Texte intégral
Vu la procédure suivante :
Par une requête enregistrée le 17 janvier 2025, M. A... B..., représenté par Me Lefebvre, demande au tribunal :
1°) d’annuler la décision 48 SI du ministre de l’intérieur du 24 octobre 2024 constatant l’invalidation de son permis de conduire et les décisions de retrait de points consécutives aux infractions constatées les 29 décembre 2020, 22 mars, 10 mai et 5 novembre 2021 ;
2°) d’enjoindre au ministre de l’intérieur de créditer son permis de conduire des 11 points correspondant aux infractions contestées et de retirer la décision par laquelle il a invalidé son permis de conduire pour solde de points nul ;
3°) de mettre à la charge de l’Etat la somme de 1 500 euros au titre de l’article L. 761-1 du code de justice administrative.
Il soutient que :
- les décisions de retrait de points en litige sur lesquelles se fonde la décision « 48 SI » ne lui ont pas été notifiées ;
- il n’a pas reçu les informations prévues par les dispositions des articles L. 223-3 et R. 223-3 du code de la route s’agissant des infractions constatées les 29 décembre 2020, 22 mars, 10 mai et 5 novembre 2021 ;
- la réalité de ces infractions n’est pas établie.

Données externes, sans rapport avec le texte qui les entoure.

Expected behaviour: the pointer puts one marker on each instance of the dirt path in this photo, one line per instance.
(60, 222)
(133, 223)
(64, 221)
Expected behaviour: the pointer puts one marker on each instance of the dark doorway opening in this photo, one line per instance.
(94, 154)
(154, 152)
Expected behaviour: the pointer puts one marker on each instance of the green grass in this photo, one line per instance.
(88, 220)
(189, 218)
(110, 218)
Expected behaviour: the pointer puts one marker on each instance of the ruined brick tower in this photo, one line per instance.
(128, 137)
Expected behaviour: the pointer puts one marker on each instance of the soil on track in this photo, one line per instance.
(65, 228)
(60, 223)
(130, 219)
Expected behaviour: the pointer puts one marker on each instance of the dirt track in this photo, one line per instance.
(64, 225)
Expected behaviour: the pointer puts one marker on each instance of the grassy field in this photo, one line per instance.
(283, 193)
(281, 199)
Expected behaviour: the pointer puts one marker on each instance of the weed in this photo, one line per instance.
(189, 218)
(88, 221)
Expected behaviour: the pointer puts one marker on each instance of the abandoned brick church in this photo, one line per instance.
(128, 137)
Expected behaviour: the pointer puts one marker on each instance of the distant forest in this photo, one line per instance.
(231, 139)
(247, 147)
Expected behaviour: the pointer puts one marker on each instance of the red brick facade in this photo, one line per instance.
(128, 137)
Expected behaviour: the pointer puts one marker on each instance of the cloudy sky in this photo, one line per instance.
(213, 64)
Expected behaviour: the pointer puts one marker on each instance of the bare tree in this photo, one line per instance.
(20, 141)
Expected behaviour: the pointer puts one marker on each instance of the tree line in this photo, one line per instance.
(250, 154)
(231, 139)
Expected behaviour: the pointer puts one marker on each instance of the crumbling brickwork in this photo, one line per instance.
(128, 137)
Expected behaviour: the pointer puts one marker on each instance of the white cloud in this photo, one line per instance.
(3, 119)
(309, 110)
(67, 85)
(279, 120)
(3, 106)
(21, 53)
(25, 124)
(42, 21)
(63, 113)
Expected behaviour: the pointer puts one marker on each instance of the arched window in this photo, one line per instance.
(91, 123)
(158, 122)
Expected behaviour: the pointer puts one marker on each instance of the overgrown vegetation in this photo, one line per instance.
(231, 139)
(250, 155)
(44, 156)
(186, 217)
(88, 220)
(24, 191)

Par un mémoire en défense, enregistré le 9 juillet 2025, le ministre de l'intérieur et des outre-mer conclut au rejet de la requête.
Il fait valoir que les moyens soulevés par le requérant ne sont pas fondés.
Vu les autres pièces du dossier.
Vu :
- le code de la route ;
- le code de justice administrative.
Le président du tribunal a désigné Mme Rolin, vice-présidente, en application de l’article R. 222-13 du code de justice administrative.
La présidente de la formation de jugement a dispensé le rapporteur public, sur sa proposition, de prononcer des conclusions à l’audience.
Les parties ont été régulièrement averties du jour de l’audience.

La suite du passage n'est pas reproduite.